Longer refresh cycles are contributing to a gloomy outlook for personal computing devices, according to data published by market researcher IDC this week.

IDC is predicting that total unit shipments of traditional PCs, workstations and tablets will decline by 3.9 percent this year. The compound annual growth rate (CAGR), if growth is the right term, is -1.5 percent for the next five years.

Shipments for this year are expected to hit 407 million devices. By 2022, IDC is lowering that figure to 383 million devices.

Among the sub-sectors, commercial-focused PCs are a critical laggard. "Desktop PCs are expected to see a CAGR of -2.7% as most of these devices are destined for the commercial market where lengthy refresh cycles and saturation are contributing to a steady decline in shipments," the Framingham, Mass.-based market research firm said in a statement.

Some other sectors are predicted to do even worse over the next five years. Slate tablets have a five-year CAGR of -5.3 percent. Traditional notebooks and mobile workstations are expected to bomb even more, with a five-year CAGR of -9.1 percent.

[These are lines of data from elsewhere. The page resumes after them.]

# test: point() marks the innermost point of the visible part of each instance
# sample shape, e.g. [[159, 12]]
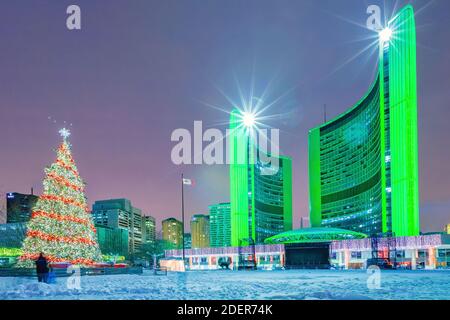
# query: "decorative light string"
[[61, 218]]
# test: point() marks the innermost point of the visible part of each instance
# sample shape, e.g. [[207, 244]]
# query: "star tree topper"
[[65, 133]]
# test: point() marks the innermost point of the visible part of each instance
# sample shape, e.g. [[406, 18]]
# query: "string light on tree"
[[61, 226]]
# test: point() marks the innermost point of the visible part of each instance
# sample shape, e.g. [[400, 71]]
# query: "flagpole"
[[182, 215]]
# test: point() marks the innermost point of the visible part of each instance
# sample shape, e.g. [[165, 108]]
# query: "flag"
[[188, 182]]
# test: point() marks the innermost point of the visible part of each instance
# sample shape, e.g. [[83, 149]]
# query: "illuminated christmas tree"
[[61, 226]]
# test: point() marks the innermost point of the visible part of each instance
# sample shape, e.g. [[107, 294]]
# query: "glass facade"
[[261, 204], [220, 225], [363, 165]]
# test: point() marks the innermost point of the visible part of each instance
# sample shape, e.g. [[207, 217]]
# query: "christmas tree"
[[61, 226]]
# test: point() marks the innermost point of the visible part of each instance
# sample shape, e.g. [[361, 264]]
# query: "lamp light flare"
[[248, 119], [386, 34]]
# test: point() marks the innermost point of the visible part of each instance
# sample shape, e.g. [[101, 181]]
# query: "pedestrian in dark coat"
[[42, 268]]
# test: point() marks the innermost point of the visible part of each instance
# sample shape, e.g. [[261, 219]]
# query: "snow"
[[248, 285]]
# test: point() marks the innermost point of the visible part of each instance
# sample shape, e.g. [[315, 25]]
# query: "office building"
[[260, 192], [363, 164], [200, 231], [113, 241], [148, 230], [119, 213], [220, 225], [172, 232]]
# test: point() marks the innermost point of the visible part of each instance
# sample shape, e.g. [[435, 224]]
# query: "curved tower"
[[363, 165], [260, 203]]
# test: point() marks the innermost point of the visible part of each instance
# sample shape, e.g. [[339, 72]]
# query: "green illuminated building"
[[261, 203], [220, 225], [363, 165]]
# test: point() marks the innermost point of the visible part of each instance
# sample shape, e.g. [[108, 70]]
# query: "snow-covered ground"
[[293, 284]]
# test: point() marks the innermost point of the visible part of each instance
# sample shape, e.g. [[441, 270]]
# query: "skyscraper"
[[200, 231], [172, 232], [363, 165], [148, 230], [19, 207], [261, 203], [119, 213], [220, 225]]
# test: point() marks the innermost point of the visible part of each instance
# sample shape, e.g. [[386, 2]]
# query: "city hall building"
[[260, 203], [363, 165], [322, 248]]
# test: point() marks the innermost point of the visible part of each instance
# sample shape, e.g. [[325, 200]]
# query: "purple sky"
[[140, 69]]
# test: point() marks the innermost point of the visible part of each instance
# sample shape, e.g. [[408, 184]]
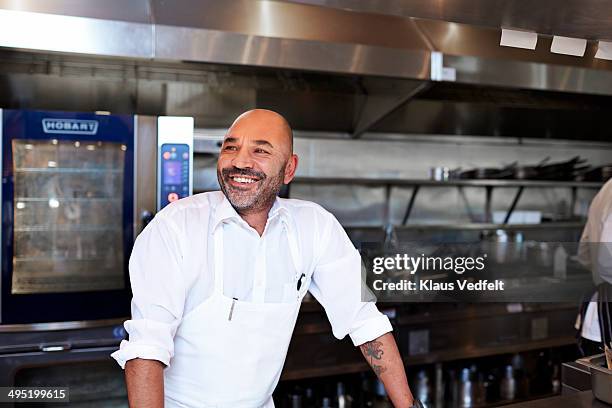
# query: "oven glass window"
[[68, 216]]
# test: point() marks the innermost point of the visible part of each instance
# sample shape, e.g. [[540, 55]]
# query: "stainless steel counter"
[[583, 399]]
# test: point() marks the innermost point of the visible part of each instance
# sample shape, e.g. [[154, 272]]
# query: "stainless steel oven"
[[76, 190]]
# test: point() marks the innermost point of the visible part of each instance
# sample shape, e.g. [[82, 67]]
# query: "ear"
[[290, 169]]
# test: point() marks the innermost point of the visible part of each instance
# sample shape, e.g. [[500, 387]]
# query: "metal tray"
[[601, 377]]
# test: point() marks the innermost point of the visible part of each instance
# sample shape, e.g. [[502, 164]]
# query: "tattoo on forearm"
[[373, 352]]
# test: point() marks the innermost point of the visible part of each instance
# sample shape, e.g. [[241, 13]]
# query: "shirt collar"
[[224, 211]]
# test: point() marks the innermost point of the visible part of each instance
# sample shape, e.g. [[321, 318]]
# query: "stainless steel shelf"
[[474, 226], [69, 199], [448, 183]]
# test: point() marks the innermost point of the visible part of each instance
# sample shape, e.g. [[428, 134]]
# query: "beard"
[[248, 200]]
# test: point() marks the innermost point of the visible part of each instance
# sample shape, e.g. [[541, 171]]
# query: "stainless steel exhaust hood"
[[303, 35]]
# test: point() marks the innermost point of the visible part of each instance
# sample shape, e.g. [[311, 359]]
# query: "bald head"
[[267, 124]]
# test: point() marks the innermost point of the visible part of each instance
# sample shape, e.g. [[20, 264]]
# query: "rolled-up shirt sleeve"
[[337, 285], [158, 293]]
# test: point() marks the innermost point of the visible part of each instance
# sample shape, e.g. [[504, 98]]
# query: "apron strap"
[[259, 283], [294, 249], [259, 277], [218, 261]]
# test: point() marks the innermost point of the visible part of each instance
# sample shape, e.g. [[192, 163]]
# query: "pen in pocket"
[[299, 285]]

Those organizations that are refreshing their PC inventory over the next five years are expected to put more of their money into two distinct categories.

"While the ramp of convertibles and detachables has been more crawl than run, the category on the whole continues to build momentum," IDC researcher Linn Huang said in a statement. The ultraslim notebook category is expected to have a CAGR of 7.8 percent, while the 2-in-1 device category has a projected CAGR of 9.3 percent, according to IDC.